[PATCH v2 0/9] support ksm_stat showing at cgroup level

xu.xin16@zte.com.cn posted 9 patches 9 months, 1 week ago
Documentation/admin-guide/cgroup-v1/memory.rst | 36 +++++++++++
Documentation/admin-guide/cgroup-v2.rst        | 12 ++++
include/linux/memcontrol.h                     | 14 +++++
mm/memcontrol-v1.c                             |  6 ++
mm/memcontrol.c                                | 83 +++++++++++++++++++++++++-
mm/oom_kill.c                                  |  6 +-
6 files changed, 152 insertions(+), 5 deletions(-)
[PATCH v2 0/9] support ksm_stat showing at cgroup level
Posted by xu.xin16@zte.com.cn 9 months, 1 week ago
From: xu xin <xu.xin16@zte.com.cn>

With the enablement of container-level KSM (e.g., via prctl [1]), there is
a growing demand for container-level observability of KSM behavior. However,
current cgroup implementations lack support for exposing KSM-related
metrics.

This patch introduces a new interface named ksm_stat
at the cgroup hierarchy level, enabling users to monitor KSM merging
statistics specifically for containers where this feature has been
activated, eliminating the need to manually inspect KSM information for
each individual process within the cgroup.

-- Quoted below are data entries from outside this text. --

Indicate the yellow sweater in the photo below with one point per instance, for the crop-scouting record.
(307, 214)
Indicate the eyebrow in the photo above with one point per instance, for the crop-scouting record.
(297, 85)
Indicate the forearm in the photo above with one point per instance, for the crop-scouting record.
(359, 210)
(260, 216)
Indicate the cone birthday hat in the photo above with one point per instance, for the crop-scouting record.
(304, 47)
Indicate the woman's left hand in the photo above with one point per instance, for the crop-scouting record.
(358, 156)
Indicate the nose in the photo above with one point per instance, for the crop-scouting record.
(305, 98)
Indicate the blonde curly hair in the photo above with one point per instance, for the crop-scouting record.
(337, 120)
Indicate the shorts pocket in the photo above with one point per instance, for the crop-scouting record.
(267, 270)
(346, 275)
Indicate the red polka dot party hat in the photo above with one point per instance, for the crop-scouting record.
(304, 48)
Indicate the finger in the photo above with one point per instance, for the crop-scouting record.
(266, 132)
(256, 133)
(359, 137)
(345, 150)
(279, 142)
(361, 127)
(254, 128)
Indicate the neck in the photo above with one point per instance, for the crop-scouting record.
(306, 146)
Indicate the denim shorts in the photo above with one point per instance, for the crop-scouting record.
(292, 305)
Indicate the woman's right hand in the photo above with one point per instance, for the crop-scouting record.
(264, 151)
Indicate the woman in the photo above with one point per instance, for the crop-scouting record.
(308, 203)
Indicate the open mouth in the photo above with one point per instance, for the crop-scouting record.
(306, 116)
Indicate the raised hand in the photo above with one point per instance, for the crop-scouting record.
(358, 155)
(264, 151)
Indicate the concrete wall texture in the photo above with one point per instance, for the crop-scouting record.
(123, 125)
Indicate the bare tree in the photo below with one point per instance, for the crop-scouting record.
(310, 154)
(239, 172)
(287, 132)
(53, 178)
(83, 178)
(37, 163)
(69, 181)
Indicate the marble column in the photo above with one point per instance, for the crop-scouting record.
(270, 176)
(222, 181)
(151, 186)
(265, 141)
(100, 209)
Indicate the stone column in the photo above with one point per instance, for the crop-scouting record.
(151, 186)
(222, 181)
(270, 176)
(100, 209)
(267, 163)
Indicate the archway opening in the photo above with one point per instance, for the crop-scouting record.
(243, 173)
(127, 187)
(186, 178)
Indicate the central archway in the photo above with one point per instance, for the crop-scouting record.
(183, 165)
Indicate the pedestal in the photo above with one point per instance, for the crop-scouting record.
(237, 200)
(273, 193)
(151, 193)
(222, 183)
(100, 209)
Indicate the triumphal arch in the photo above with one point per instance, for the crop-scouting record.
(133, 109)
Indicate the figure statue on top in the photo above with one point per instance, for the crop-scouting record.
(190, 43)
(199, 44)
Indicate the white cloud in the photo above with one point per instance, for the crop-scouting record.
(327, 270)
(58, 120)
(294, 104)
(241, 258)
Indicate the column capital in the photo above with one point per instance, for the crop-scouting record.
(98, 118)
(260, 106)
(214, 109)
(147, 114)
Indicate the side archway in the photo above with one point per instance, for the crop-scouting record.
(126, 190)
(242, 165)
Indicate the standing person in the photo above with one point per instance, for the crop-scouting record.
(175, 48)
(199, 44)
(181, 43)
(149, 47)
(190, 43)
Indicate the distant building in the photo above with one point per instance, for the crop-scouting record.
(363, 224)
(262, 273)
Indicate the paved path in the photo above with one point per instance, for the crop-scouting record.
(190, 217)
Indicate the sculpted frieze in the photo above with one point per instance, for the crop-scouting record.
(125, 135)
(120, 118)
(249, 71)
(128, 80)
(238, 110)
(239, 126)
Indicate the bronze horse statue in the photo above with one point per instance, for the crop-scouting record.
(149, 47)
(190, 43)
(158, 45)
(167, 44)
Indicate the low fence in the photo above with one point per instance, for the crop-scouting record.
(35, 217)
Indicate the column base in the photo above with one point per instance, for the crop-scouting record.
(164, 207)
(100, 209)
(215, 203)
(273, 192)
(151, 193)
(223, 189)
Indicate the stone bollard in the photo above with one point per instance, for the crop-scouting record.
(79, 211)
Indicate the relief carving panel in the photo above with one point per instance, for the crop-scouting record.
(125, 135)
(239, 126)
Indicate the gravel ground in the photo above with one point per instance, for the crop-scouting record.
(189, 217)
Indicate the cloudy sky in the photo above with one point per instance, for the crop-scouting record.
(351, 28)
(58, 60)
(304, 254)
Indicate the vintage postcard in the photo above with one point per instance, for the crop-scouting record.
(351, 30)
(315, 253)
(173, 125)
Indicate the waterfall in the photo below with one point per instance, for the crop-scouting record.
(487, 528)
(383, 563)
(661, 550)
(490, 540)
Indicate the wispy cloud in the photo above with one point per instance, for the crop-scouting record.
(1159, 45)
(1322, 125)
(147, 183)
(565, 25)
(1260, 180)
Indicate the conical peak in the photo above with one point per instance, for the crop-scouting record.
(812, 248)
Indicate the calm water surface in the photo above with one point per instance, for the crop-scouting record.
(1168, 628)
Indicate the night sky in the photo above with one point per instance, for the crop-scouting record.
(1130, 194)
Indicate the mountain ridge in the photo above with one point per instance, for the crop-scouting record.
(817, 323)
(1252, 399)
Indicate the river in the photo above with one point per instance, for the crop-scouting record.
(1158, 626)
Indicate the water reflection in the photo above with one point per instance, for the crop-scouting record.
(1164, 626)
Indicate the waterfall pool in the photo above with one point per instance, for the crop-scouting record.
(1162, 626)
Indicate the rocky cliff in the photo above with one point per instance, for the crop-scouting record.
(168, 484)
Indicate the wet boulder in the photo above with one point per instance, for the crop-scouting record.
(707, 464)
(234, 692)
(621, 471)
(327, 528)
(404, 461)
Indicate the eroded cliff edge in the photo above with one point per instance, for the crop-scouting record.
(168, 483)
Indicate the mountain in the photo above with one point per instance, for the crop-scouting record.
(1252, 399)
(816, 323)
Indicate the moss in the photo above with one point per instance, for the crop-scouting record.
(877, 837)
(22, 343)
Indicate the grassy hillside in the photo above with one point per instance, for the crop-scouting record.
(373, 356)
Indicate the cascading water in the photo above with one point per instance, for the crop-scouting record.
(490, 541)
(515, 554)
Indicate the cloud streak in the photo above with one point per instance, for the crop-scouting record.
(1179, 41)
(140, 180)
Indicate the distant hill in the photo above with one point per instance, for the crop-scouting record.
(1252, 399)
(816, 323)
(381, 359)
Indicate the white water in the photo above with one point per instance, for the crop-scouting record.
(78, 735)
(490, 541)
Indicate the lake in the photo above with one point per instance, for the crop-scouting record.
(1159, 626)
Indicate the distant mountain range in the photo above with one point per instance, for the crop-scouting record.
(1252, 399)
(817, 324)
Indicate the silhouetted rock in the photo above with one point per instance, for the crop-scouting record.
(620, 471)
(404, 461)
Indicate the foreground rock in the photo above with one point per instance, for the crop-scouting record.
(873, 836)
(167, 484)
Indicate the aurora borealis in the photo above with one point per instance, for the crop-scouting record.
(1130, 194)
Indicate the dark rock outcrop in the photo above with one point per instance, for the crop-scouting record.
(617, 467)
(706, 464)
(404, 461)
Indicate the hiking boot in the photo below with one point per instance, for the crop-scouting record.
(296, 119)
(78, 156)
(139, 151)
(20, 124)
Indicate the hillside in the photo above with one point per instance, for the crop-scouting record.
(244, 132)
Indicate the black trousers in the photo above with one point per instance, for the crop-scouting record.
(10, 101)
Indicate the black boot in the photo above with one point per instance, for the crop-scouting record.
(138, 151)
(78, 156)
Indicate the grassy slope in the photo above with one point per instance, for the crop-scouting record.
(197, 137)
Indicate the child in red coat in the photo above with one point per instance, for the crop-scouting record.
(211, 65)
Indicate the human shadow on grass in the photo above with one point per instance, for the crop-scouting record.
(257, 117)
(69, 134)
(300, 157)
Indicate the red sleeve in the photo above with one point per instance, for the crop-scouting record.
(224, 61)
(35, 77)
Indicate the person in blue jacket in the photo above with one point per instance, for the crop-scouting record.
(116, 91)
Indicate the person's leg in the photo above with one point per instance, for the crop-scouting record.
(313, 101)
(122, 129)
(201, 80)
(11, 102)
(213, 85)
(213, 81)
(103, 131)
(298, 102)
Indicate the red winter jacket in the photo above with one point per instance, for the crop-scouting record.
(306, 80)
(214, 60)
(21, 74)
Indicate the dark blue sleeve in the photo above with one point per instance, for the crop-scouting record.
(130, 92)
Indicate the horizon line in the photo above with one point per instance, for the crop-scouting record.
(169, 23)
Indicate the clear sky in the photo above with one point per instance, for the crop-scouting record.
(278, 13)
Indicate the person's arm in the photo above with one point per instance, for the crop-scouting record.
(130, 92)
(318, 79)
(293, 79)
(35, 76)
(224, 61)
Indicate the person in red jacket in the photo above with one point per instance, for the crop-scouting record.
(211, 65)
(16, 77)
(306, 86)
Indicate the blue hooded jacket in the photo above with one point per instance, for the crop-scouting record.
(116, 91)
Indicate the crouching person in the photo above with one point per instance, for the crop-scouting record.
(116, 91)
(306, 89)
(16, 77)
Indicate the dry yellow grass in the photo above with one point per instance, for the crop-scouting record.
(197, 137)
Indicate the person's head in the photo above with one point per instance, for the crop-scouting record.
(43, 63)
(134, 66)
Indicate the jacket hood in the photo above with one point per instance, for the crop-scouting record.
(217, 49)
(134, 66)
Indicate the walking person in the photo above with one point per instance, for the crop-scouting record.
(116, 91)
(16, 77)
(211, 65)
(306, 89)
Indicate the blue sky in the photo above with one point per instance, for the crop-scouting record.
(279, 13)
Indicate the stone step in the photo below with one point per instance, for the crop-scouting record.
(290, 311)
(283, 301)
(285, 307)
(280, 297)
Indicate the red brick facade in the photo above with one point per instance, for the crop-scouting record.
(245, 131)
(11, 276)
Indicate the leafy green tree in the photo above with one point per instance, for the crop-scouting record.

Users can obtain the KSM information of a cgroup just by:

# cat /sys/fs/cgroup/memory.ksm_stat
ksm_rmap_items 76800
ksm_zero_pages 0
ksm_merging_pages 76800
ksm_process_profit 309657600

Current implementation supports both cgroup v2 and cgroup v1.

xu xin (9):
  memcontrol: rename mem_cgroup_scan_tasks()
  memcontrol: introduce the new mem_cgroup_scan_tasks()
  memcontrol: introduce ksm_stat at memcg-v2
  memcontrol: add ksm_zero_pages in cgroup/memory.ksm_stat
  memcontrol: add ksm_merging_pages in cgroup/memory.ksm_stat
  memcontrol: add ksm_profit in cgroup/memory.ksm_stat
  memcontrol-v1: add ksm_stat at memcg-v1
  Documentation: add ksm_stat description in cgroup-v1/memory.rst
  Documentation: add ksm_stat description in cgroup-v2.rst

 Documentation/admin-guide/cgroup-v1/memory.rst | 36 +++++++++++
 Documentation/admin-guide/cgroup-v2.rst        | 12 ++++
 include/linux/memcontrol.h                     | 14 +++++
 mm/memcontrol-v1.c                             |  6 ++
 mm/memcontrol.c                                | 83 +++++++++++++++++++++++++-
 mm/oom_kill.c                                  |  6 +-
 6 files changed, 152 insertions(+), 5 deletions(-)

-- 
2.15.2
Re: [PATCH v2 0/9] support ksm_stat showing at cgroup level
Posted by Andrew Morton 9 months, 1 week ago
On Thu, 1 May 2025 12:08:54 +0800 (CST) <xu.xin16@zte.com.cn> wrote:

> With the enablement of container-level KSM (e.g., via prctl [1]), there is
> a growing demand for container-level observability of KSM behavior. However,
> current cgroup implementations lack support for exposing KSM-related
> metrics.
> 
> This patch introduces a new interface named ksm_stat
> at the cgroup hierarchy level, enabling users to monitor KSM merging
> statistics specifically for containers where this feature has been
> activated, eliminating the need to manually inspect KSM information for
> each individual process within the cgroup.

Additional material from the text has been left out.